Parenting a Teen and Writing a Novel

My long-time friend and I went canoeing and swimming with our kids today. The ten-year-old girls immediately ran for the beach, swam the entire time, and never put one toe in the canoe. The two teenagers, a him and her, swung the heavy canoe off the car and confidently carried it to the lake. How the heck did this happen? These two kids I once held on my lap while they shared goldfish crackers? After a dutiful swim, they preferred to sit on the beach–forget romping in the water–and talk.

There’s a fiction phrase–a willing suspension of disbelief–which, the further along in parenting, the more that seems a truism for life. I expect to be in the teen years for a good long while yet, and I could say it’s interesting, but, in fact, it’s darn mesmerizing… among a few other adjectives, too. But when these teens were ten-years-old themselves, I could never have believed they would become so full as people, so funny, so wry, and with legs sprawled everywhere. Here I am, I thought, in that perpetual rough draft of my life, garnering more material.

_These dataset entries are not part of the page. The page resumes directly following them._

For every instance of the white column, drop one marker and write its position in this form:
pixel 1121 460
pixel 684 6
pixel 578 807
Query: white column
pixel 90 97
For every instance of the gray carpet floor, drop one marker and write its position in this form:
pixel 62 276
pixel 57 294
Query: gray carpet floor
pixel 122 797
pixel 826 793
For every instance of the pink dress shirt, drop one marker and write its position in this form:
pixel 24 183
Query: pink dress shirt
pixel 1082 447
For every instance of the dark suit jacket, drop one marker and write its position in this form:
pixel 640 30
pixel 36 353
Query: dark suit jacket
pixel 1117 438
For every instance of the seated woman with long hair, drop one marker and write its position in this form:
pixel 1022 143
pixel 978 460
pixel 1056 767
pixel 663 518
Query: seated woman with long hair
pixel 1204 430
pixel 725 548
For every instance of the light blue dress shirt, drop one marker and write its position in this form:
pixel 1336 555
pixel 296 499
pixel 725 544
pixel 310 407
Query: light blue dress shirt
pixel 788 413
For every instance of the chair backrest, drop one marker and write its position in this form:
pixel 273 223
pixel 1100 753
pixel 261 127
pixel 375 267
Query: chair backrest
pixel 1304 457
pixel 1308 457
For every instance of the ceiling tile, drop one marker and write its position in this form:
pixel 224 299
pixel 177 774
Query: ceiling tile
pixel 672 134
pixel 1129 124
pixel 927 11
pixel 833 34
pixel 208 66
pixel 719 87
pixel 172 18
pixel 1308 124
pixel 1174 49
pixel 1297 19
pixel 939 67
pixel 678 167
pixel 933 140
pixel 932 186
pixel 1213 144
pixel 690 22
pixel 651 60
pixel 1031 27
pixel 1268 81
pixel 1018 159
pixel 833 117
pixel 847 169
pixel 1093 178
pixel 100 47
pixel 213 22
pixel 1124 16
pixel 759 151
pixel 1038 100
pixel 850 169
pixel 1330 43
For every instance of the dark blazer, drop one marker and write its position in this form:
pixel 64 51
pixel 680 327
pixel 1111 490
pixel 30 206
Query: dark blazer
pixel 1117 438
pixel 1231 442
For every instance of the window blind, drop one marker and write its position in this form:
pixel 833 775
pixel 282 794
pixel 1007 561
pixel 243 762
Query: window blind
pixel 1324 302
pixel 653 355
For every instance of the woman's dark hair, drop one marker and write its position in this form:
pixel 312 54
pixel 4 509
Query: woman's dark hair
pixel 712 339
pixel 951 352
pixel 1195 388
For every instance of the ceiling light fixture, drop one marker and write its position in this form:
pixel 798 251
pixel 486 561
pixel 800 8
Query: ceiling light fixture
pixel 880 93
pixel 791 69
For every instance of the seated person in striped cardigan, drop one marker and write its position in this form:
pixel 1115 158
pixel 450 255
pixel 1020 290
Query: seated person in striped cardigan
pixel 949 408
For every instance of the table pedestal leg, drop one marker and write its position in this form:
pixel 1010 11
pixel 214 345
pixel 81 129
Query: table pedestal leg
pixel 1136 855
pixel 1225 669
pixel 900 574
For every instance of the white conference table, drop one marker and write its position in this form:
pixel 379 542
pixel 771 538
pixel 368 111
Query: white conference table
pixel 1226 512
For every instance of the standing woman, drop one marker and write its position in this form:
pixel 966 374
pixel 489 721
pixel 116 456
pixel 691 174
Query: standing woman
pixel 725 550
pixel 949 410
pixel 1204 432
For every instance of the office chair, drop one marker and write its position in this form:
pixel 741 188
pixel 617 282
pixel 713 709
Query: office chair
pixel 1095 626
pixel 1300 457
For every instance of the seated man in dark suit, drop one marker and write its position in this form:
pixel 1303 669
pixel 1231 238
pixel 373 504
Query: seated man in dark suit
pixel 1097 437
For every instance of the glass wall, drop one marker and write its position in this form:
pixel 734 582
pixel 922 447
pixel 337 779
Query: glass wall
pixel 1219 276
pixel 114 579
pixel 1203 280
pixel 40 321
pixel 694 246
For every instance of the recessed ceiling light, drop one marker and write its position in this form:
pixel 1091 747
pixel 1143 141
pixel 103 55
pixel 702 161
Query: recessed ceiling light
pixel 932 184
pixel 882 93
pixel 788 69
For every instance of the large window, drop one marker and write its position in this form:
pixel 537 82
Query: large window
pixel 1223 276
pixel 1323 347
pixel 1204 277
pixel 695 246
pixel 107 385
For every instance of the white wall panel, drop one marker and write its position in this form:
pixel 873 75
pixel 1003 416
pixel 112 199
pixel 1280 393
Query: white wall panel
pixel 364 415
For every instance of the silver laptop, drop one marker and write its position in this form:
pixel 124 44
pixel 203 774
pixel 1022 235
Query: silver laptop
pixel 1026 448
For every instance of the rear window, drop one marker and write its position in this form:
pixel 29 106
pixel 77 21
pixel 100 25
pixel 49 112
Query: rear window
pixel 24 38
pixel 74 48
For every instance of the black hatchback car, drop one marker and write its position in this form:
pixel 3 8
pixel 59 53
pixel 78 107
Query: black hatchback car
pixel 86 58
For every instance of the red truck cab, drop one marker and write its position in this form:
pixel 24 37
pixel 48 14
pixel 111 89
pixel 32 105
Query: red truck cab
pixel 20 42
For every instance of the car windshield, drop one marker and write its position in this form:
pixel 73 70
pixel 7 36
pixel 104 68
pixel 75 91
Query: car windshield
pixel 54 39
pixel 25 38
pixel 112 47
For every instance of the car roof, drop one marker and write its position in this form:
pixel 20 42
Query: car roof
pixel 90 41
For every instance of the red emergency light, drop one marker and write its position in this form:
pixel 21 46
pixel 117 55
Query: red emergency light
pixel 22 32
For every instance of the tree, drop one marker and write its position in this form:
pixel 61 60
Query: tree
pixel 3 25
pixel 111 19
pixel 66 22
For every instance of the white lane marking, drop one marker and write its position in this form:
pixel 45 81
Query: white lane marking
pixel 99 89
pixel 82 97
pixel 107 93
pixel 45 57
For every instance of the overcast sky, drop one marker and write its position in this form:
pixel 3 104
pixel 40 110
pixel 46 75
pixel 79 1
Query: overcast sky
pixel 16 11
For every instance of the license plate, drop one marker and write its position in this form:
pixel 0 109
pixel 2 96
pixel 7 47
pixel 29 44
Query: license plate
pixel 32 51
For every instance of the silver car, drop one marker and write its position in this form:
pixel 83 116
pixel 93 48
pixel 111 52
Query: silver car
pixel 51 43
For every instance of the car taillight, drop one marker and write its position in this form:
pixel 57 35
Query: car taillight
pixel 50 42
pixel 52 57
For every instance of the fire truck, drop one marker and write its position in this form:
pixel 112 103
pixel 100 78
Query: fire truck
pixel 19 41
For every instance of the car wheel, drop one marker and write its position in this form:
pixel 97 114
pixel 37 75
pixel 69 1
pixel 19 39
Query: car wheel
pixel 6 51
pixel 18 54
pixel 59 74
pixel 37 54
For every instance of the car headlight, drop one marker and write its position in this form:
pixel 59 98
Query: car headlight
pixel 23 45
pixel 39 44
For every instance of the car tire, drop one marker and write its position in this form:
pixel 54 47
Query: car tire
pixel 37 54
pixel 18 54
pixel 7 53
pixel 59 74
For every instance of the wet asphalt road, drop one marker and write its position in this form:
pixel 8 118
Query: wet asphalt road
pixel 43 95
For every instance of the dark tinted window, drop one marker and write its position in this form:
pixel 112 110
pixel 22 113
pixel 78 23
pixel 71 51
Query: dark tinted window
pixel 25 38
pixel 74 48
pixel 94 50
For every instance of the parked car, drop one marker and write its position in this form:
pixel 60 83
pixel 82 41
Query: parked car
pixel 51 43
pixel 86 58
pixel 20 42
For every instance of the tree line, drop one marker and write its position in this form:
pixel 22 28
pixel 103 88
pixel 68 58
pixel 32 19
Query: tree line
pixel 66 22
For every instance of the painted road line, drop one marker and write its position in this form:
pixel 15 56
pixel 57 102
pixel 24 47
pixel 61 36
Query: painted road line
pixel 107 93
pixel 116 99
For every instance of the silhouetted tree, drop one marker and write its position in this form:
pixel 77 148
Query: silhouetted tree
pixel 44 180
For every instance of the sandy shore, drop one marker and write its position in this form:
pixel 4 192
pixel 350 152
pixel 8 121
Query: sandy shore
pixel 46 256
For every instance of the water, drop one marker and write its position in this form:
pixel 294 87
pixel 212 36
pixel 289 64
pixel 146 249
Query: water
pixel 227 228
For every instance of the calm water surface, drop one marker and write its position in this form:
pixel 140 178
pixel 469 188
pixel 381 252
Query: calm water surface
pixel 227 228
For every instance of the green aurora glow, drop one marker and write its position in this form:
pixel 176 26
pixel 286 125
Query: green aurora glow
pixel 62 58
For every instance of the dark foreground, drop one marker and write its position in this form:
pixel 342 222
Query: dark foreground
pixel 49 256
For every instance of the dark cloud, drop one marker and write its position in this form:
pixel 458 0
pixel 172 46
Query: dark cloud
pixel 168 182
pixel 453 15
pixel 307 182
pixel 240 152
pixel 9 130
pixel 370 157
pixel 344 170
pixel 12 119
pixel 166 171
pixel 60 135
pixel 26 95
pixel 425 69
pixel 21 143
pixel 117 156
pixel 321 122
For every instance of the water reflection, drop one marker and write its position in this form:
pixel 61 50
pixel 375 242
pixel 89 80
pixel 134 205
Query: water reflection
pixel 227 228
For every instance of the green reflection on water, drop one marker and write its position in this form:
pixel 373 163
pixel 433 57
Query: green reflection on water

What you are aiming for (in writing a novel) is willing suspension of disbelief, and the first person who must suspend disbelief is yourself. Some beginning novelists have more disbelief than others, but even if your burden of disbelief is heavy, the only way to suspend it is to keep adding sentences to the ones you have already written.

–– Jane Smiley, 13 Ways of Looking at the Novel
…. Or, I take this to mean, in other words, keep on trekking:  parenting and writing.